La location fait également partie des moyens de
consommation de films. Selon nos entretiens, elle est une
pratique irrégulière, qui dépend des
infrastructures de location mise en place, du lieu d'habitation, de la
proposition des films à louer :
Vous arrive t-il de louer des DVD ou des VHS
?
Alors... ouais, y'a 2ans, 2,3 ans, on louait vachement de
films... ben c'était aussi l'époque ou y'avait des distributeurs
installés partout... dans les villes, dans les quartiers, donc à
Strasbourg, ça c'était quand j'habitait encore chez ma
mère... avec une copine qui habitait dans le coin on allait souvent se
chercher un film et l'après midi, le soir, on se regardait un petit
truc... donc ça j'ai fait ça, peut être 6 mois, un an ;
maintenant... mais je loue plus du tout... don ouais, je les regardais avec
cette amie, plutôt que de errer à rien faire, on se louait des
films...
Sophie, 25 ans
En fait, ce n'est pas forcément moi qui ai la
démarche d'aller les louer, c'est surtout Jean qui va me dire...

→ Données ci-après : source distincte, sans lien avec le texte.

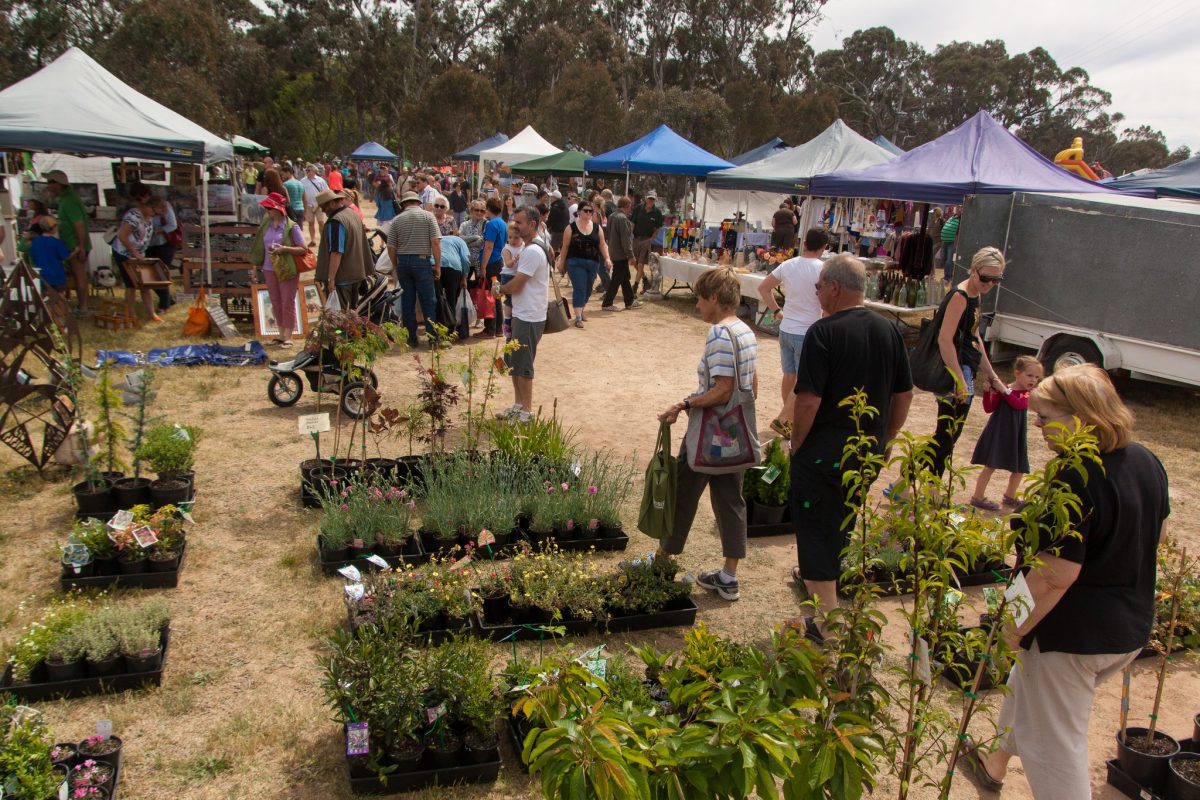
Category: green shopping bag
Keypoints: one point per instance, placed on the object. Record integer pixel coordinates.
(657, 517)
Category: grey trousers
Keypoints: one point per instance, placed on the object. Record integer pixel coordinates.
(1044, 717)
(729, 506)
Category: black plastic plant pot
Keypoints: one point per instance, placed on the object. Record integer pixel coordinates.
(65, 671)
(1149, 770)
(95, 498)
(1181, 786)
(131, 492)
(105, 668)
(169, 491)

Après c'est moi qui vais choisir le film, mais je n'ai pas le
réflexe, je n'ai pas la démarche première de me dire,
tient on va se mater un DVD... (...) En fait je trouve que ça n'a pas le
même impact à la maison... Quoique, avec un DVD c'est encore
différent, qu'il va chercher le film, alors j'ai encore une certaine
démarche mais quand même tu es beaucoup plus passif, quoi qu'il
arrive, en regardant un film chez toi... Et c'est ça qui me
gêne... Tu n'as pas l'échange que tu aurais pu avoir après
sur un film que tu as vu au cinéma...
Hélène, 23 ans
« Des DVD oui, des VHS non... Plus du tout... Des DVD
oui... Il y a un ciné Bank à 1 m 5 de chez moi alors c'est
facile... Des fois quand le soir il n'y a rien à
la télé... Ou quand j'ai déjà tout vu de ce
qu'il y a sur l'ordi... Alors je vais louer un DVD... Mais j'ai souvent la
flemme de le ramener après... Mais j'y vais quand même...
» Juliette, 24 ans
|
La location de DVD sous-entend donc un déplacement,
voire même plusieurs, et ne semble pas être particulièrement
prisé par nos spectatrices. En effet, cela semble être une
solution alternative, quand elles n'ont plus de films à regarder chez
elle. Mais cette solution semble petite à petit être mise à
l'écart au profit du téléchargement.